China-made Moore Threads AI GPUs used for three billion parameter LLM training — MTT S4000 appears competitive against unspecified Nvidia solutions

Moore Threads claims to be making great strides in its AI GPU development, with its latest S4000 AI GPU accelerator being exponentially faster than its predecessor. As reported by cnBeta, a training regimen of a new Kua’e Qianka Intelligent Computing Cluster sporting S4000 GPUs ranked third fastest in AI testing, outperforming several counterparts consisting of Nvidia AI GPU clusters.

The benchmark run was taken from a stability test of the Kua’e Qianka Intelligent Computing Cluster. Training took a total of 13.2 days and supposedly ran perfectly with no faults or interruptions for the duration of the run. The AI model used to benchmark the new computing cluster was the MT-infini-3B large language model.

cnBeta MTT S4000 AI GPU benchmark comparison

(Image credit: cnBeta)

The new computer cluster reportedly ranks among the top AI GPU clusters of the same scale (using the same number of GPUs, presumably). However, the above table is decidedly lacking in details. The MTT S4000 cluster was compared to unspecified Nvidia GPUs, for example — we don’t know if those are A100, H100, or H200 GPUs, but we suspect A100 to be most likely. The workloads are also not the same. Training MT-infini-3B could be quite different from training Llama3-3B for example. Sprinkle liberally with salt, in other words.

Even without being apples-to-apples, however, training LLMs on the Moore Threads GPUs represents an important step in China’s domestic GPU roadmap. The Kua’e Qianka computing cluster at least suggests the MTT S4000 AI GPUs are competitive with Nvidia’s prior-generation A100 architecture. This is backed up by the S4000’s raw performance numbers, which not only significantly outperform Moore Thread’s S3000 and S2000 AI GPU predecessors but also outperform Nvidia’s Turing-based AI accelerators.
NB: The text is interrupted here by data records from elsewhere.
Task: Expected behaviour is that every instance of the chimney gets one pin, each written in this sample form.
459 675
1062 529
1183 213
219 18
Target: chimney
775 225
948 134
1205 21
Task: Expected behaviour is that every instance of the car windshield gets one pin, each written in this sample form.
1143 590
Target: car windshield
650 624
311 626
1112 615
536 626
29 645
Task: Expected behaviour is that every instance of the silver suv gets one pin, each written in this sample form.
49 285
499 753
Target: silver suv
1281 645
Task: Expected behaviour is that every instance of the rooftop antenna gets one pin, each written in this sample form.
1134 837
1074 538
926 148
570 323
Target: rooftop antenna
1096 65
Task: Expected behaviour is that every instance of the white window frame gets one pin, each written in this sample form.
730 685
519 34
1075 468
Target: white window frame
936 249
The S4000 doesn’t match Nvidia’s A100 AI GPU accelerators, but perhaps it’s not far away from Ampere performance levels.

For Moore Threads, the Kua’e Qianka’s performance capability is a huge win regardless of what Nvidia GPUs or LLMs were tested. It demonstrates that Moore Threads is now capable of building AI GPUs that can perform similar work as AI GPU competitors from Nvidia, AMD, and Intel. It might not perform better, but it’s an important stepping stone on the path to faster and more capable supercomputers and AI clusters.

It’s an impressive feat for a GPU manufacturer that was founded less than five years ago. If Moore Threads can keep delivering significant generational performance improvements, it could have an AI GPU accelerator that can go toe-to-toe with its Western counterparts in the next few years. That’s a big “if” of course, and we know from historical precedent that GPU development doesn’t always go as planned.

We’ll also be interested to see if Moore Threads can put its seemingly good AI performance capabilities into its gaming graphics cards. To date, the MTT GPUs have suffered badly in gaming tests, thanks in part to immature drivers/optimizations. While AI needs lots of computational power, it’s different from real-time computer graphics, so expertise in one area doesn’t imply similar capabilities in the other.